Herndon Homes was once a 500-unit public housing complex west of downtown.
In 2010, the housing authority demolished the complex and promised to replace it with a mixed-income development.
But the plans stalled until now.
At the ceremony celebrating the start of construction, the Rev. Kenneth Alexander of Antioch Baptist Church prayed that the promise to the community would be kept.
“We pray that those who originally lived here will be able to come back,” he said.
The new development at the Herndon Homes site, called Herndon Square, is expected to open in the spring of next year, but the roughly 100 affordable units will be for seniors only.
The full development with another 200 affordable units and nearly 400 priced at market rate won’t be completed until 2026.
The housing authority’s new director, Eugene Jones Jr., said the former residents can still return then if they meet the agency’s requirements.
“Every one of those residents, they have first right to first refusal.
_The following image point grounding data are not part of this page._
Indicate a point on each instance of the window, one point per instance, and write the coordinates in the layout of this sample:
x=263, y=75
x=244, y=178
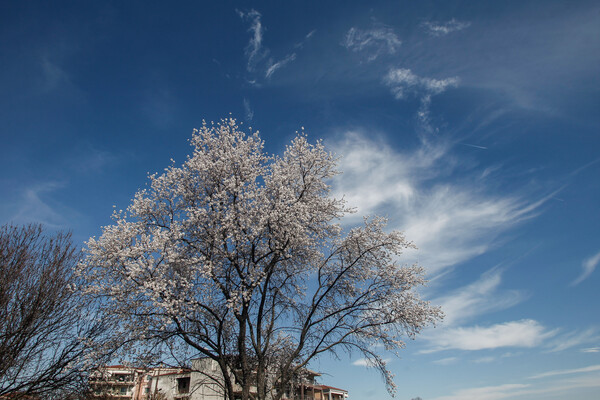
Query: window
x=183, y=385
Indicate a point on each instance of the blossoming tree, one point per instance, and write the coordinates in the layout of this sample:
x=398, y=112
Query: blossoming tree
x=239, y=256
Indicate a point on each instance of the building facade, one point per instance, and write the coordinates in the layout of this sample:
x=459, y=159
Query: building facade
x=202, y=382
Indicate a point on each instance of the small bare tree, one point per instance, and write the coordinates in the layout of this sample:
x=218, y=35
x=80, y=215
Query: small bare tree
x=46, y=332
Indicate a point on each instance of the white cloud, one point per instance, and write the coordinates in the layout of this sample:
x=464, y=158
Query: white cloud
x=442, y=29
x=446, y=361
x=588, y=265
x=403, y=82
x=365, y=362
x=258, y=54
x=573, y=339
x=484, y=360
x=591, y=350
x=34, y=206
x=372, y=42
x=275, y=66
x=248, y=111
x=450, y=222
x=254, y=50
x=591, y=368
x=524, y=333
x=477, y=298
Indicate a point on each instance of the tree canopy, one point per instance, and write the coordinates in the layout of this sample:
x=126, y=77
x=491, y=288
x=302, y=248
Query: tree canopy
x=239, y=255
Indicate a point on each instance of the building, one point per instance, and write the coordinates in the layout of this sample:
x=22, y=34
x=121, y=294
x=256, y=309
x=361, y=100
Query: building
x=202, y=382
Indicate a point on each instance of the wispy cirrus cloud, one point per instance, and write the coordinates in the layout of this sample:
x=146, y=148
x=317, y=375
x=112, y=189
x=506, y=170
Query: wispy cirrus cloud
x=588, y=265
x=590, y=368
x=254, y=51
x=35, y=205
x=258, y=55
x=403, y=82
x=573, y=339
x=479, y=297
x=372, y=42
x=274, y=66
x=248, y=111
x=450, y=221
x=444, y=28
x=523, y=333
x=365, y=362
x=446, y=361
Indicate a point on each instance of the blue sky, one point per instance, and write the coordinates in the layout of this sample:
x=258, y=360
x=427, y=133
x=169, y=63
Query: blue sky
x=473, y=126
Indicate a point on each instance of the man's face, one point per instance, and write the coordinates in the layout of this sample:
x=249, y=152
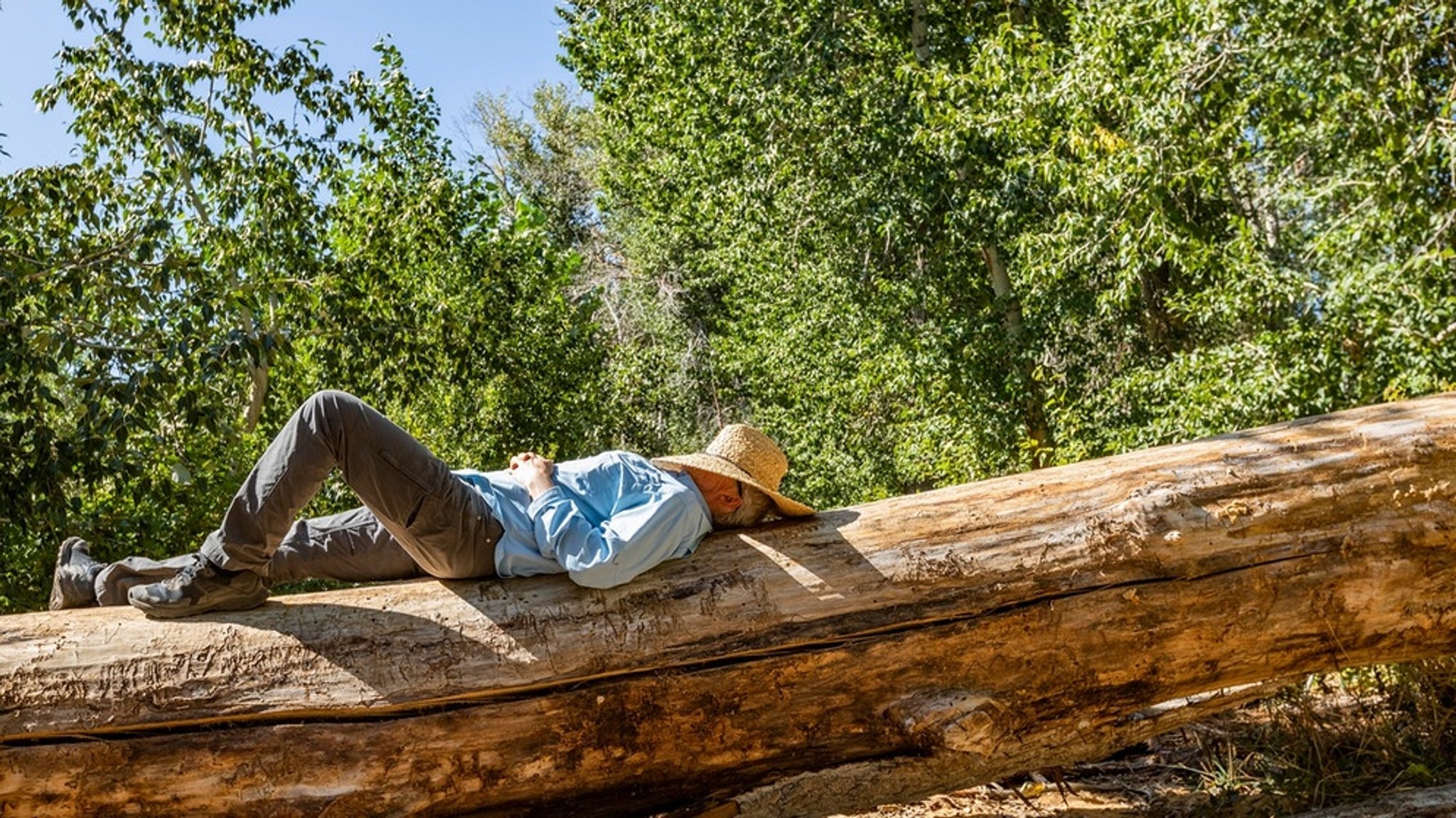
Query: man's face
x=724, y=495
If they’re in good standing and so forth, they can come right on back,” Jones said.
The Atlanta Housing Authority demolished all of the city’s public housing in the years after the 1996 Olympics. Herndon Homes is just one of several projects that the agency never rebuilt.
In the meantime, over the last decade, rents in the metro area have increased by nearly 50 percent, according to the Atlanta Regional Commission.
Mayor Keisha Lance Bottoms, who campaigned on a promise to create more affordable housing, said she wants to see the other public housing sites redeveloped quickly.
She said that was her charge to Jones when he took on his role in the authority a few months ago.
“He’s assured me that not only will it be within my term but we can do it within a year,” Bottoms said. “So I’m holding him to that.”